Cerita Pendek Ahmadun Y Herfanda
Setiap melihat kepompong di daun palem di teras rumahku aku selalu ingat
kata-kata kekasihku: kita, kau dan aku, adalah kepompong, yang menunggu waktu untuk lepas dari bungkusnya dan terbang menjadi kupu-kupu, belalang, atau mungkin burung jiwa.
"Aku lebih suka kupu-kupu. Dengan sayap-sayap bercahaya kita akan terbang ke langit," ujar kekasihku, penuh imajinasi..
Tetapi, aku merasa terlalu lama jiwaku tidur di dalam kepompong itu, entah berapa abad. Namun, kekasihku yakin, makin lama kita bersemayam di dalamnya, akan makin matanglah jiwa kita, dan makin perkasa pula raga kita. "Kalau kau jadi kupu-kupu, kau akan jadi kupu-kupu yang kuat. Kalau kau jadi belalang, akan jadi belalang yang perkasa," katanya.
Tapi, bagaimana kalau kita tidak menjadi apa-apa, atau bahkan mati di dalam kepompong itu, karena tidak punya kekuatan lagi untuk melepaskan diri dari kungkungan derita. "Ah tidak. Kita sedang berproses," katanya. "Kita harus jalani proses itu untuk menjadi."
Untuk menjadi? Menjadi apa? Aku tidak tahu jawabannya, sebab aku tidak punya cita-cita. Aku ingin hidup mengalir saja bagai air, berembus bagai angin, menyebar bagai pasir, meresap bagai garam, menyusup bagai rumput-rumput jiwa.

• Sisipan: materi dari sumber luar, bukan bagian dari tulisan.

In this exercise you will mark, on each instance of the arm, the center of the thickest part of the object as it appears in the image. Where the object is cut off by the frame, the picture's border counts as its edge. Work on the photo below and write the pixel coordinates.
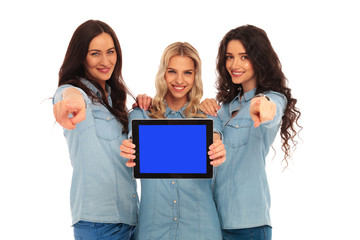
(127, 151)
(142, 101)
(209, 106)
(262, 110)
(217, 151)
(72, 103)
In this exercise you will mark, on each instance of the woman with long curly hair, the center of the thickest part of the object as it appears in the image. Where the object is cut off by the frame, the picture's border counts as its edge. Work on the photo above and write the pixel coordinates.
(255, 104)
(177, 208)
(90, 103)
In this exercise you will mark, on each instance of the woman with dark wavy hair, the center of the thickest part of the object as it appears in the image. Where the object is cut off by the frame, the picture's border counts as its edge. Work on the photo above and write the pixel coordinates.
(90, 103)
(255, 104)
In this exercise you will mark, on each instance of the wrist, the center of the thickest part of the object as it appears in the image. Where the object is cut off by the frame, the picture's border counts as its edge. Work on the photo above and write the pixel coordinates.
(262, 95)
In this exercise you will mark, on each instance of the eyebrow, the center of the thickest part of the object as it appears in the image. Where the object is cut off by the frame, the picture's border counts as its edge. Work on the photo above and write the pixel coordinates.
(238, 53)
(184, 70)
(96, 50)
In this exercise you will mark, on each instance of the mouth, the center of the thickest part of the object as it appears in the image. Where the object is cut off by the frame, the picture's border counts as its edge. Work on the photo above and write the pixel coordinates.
(237, 73)
(178, 88)
(104, 70)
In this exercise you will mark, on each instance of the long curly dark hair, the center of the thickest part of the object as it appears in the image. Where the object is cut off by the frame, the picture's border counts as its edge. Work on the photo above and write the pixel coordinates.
(269, 76)
(73, 69)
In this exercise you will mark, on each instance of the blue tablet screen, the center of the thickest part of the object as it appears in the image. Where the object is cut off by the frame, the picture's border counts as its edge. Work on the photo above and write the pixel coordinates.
(172, 148)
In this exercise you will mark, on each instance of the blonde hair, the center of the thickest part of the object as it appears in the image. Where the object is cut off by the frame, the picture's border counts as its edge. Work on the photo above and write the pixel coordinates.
(182, 49)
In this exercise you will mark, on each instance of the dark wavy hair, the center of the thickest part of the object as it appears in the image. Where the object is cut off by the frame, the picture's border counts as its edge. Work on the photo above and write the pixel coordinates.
(73, 68)
(269, 76)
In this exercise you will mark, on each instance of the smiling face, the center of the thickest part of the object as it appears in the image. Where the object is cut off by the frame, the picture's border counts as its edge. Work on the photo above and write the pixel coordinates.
(101, 58)
(239, 66)
(180, 77)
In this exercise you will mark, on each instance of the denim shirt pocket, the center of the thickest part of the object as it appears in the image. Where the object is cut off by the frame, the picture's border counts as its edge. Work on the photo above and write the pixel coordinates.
(236, 131)
(106, 125)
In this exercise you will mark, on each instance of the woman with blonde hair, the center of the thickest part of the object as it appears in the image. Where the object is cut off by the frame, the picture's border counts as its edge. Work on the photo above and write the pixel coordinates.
(177, 208)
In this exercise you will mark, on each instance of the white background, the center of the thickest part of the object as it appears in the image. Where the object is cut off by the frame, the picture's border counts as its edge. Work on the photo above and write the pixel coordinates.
(316, 197)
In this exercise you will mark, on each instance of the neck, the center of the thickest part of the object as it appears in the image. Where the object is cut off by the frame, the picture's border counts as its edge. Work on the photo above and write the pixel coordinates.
(175, 104)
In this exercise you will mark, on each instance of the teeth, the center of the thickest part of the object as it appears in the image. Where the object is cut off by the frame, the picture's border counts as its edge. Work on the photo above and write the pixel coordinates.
(236, 73)
(179, 88)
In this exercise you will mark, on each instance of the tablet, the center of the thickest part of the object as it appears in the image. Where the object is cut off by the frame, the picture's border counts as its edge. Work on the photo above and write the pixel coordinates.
(172, 148)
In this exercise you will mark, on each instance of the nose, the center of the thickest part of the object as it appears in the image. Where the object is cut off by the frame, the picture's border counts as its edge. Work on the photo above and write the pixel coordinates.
(104, 60)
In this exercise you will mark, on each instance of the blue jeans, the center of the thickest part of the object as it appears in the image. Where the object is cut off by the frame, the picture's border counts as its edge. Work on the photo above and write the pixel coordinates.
(105, 231)
(257, 233)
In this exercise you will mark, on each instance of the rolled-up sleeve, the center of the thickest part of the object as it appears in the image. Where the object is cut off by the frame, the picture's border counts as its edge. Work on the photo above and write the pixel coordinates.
(280, 101)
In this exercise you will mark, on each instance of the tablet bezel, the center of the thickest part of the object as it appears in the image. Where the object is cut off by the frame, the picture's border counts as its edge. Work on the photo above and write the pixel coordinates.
(193, 121)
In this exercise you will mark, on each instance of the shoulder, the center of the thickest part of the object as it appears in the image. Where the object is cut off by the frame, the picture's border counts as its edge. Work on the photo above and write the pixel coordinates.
(138, 113)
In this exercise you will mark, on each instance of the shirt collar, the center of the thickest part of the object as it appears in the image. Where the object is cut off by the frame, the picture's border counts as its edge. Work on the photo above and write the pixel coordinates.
(169, 110)
(91, 86)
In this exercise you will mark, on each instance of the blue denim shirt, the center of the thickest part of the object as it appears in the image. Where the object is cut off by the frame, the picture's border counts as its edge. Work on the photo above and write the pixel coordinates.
(176, 208)
(102, 188)
(241, 188)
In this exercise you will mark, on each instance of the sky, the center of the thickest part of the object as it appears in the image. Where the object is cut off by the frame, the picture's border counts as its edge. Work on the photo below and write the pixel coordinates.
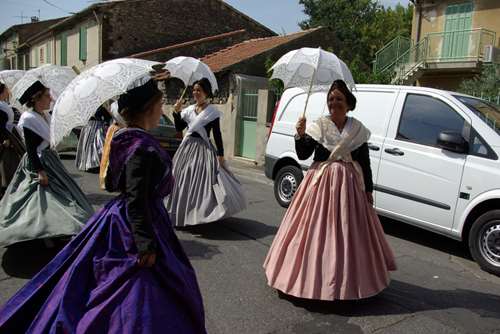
(282, 16)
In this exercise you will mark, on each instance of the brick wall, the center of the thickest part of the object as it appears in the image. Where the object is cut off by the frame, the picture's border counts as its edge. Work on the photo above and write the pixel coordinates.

Tetapi, seperti kata kekasihku, aku jalani juga hidupku sebagai proses proses untuk menjadi. Aku jalani hari-hari manis, juga hari-hari pahit, bersama orang-orang yang bersentuhan denganku, bersama jiwa-jiwa yang bersedia berbagi. Kuliah, pacaran, bekerja, membangun karier, bertahun-tahun, berabad-abad, sampai serasa lumutan.
Tapi, aku sungguh tidak tahan menghadapi tahapan membujang terlalu lama takut menjadi bujang lapuk. Maka, aku pun menikah begitu menemukan gadis yang aku sukai dan bersedia berbagi meskipun lebih banyak berbagi duka sebelum kuntuntaskan cintaku padanya. Sementara, kekasihku begitu tahan menjalani tahapan itu, membujang begitu lama, setidaknya sampai kami bertemu lagi di Jakarta.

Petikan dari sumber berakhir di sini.